Our job was to get the kids to care about their academic work just as much as they cared about other things in their life such as being popular or playing basketball well. To do this, we’d praise students for improving their scores and confront them if they were being lazy. Did this sometimes make them feel bad? Of course! That’s normal. If you want to go through life never feeling bad, don’t aspire to accomplish anything, root for a sports team, or fall in love. Caring ine
vitably means feeling bad at times. In fact, some of our students cared so much they’d cry when they didn’t do well. We didn’t encourage that but neither did we see it as a sign that something was horribly wrong. Watch eight-year-olds lose a championship basketball game: they cry. Even Olympic athletes cry, but nobody goes around saying, “Oh, those Olympic athletes shouldn’t care so much.”
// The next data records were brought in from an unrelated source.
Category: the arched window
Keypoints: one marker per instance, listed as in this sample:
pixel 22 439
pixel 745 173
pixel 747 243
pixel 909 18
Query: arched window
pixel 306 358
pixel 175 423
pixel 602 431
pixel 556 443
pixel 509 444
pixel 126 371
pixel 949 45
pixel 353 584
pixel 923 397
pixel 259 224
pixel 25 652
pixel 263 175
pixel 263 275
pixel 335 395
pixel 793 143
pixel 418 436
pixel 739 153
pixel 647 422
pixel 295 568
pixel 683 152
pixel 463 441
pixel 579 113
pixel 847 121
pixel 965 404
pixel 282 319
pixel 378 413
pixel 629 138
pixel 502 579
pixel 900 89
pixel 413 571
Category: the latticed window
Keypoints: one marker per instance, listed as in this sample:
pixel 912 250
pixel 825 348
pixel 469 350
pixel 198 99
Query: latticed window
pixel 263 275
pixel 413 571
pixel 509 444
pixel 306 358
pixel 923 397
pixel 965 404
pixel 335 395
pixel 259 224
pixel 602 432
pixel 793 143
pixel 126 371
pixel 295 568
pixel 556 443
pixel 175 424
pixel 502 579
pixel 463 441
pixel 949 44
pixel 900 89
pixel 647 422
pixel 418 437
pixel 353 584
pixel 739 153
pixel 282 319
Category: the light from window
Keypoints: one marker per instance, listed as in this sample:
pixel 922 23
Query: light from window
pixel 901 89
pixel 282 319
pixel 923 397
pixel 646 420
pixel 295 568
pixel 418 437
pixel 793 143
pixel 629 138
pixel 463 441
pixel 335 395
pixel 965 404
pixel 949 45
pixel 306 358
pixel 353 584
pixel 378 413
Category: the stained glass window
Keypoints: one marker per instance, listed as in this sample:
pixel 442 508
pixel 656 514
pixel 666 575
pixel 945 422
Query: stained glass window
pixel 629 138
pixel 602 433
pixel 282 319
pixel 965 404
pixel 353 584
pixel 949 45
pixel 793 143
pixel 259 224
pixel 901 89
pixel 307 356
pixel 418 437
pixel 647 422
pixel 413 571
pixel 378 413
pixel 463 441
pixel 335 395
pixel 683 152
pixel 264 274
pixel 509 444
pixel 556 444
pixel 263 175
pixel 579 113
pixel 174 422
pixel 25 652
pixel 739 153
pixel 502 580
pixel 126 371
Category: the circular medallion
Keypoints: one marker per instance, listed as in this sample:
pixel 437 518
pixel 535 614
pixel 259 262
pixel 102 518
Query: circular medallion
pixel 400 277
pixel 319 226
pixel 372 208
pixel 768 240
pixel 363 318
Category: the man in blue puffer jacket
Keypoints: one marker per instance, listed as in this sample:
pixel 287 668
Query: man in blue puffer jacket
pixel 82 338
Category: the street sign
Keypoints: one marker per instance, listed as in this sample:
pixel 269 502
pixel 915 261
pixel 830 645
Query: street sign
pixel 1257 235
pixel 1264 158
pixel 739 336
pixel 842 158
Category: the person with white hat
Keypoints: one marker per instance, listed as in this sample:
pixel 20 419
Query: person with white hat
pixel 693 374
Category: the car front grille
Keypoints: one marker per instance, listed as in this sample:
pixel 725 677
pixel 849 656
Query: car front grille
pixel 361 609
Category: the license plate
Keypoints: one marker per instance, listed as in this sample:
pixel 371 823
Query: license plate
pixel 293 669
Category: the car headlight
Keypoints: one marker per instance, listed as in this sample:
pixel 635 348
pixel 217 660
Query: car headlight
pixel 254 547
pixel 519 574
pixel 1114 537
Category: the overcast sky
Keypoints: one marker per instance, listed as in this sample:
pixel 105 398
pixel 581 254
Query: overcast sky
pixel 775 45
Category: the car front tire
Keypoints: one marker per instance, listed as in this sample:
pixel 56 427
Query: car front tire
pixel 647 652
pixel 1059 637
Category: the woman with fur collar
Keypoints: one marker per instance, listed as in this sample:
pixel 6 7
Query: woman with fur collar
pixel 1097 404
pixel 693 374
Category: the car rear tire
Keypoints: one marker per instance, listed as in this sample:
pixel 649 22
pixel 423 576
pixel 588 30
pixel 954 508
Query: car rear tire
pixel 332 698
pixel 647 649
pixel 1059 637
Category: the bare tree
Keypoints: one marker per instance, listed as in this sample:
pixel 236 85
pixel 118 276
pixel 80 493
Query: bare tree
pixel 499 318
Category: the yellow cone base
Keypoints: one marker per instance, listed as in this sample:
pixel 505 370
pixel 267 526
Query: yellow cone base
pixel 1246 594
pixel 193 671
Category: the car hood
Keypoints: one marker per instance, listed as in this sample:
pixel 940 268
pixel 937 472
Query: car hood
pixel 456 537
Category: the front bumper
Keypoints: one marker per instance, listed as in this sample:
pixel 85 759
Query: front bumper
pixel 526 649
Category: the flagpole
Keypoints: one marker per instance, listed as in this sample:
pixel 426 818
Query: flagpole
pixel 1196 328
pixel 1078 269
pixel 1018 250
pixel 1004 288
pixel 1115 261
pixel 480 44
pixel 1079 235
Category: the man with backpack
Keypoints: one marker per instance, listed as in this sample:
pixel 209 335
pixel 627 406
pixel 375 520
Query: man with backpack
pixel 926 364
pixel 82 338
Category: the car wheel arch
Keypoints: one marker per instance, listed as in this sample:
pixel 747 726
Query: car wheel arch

Good teaching is like good parenting: love is necessary but so too is disapprobation. That doesn’t mean humiliation. A teacher should never say “You’re stupid” or “You’ll never amount to anything.” In fact, they should say the opposite: “I’m really disappointed in you because I know you have the ability to do so much better than this.” Teachers must never give in to unhelpful emotions such as anger or frustration. A teacher who loses control loses trust because students know that out-of-control adults are prone to hurting them either physically or emotionally. While it’s perfectly normal for teachers to become angry and frustrated, they need to let off steam with their friends or a therapist, not students. Khari, who was particularly insightful about emotional relationships with students, noticed that some teachers were unnecessarily escalating conflicts to satisfy their own emotional needs:
It is not a good idea to deliver bad news to scholars in the moment. Instead of telling a scholar prone to tantrums, “I am calling home!” just call home. Instead of telling a scholar, “You now have upstairs dismissal,” just take the scholar to upstairs dismissal. Do not tell a scholar, “I am calling Mr. Shabazz.” Just call me.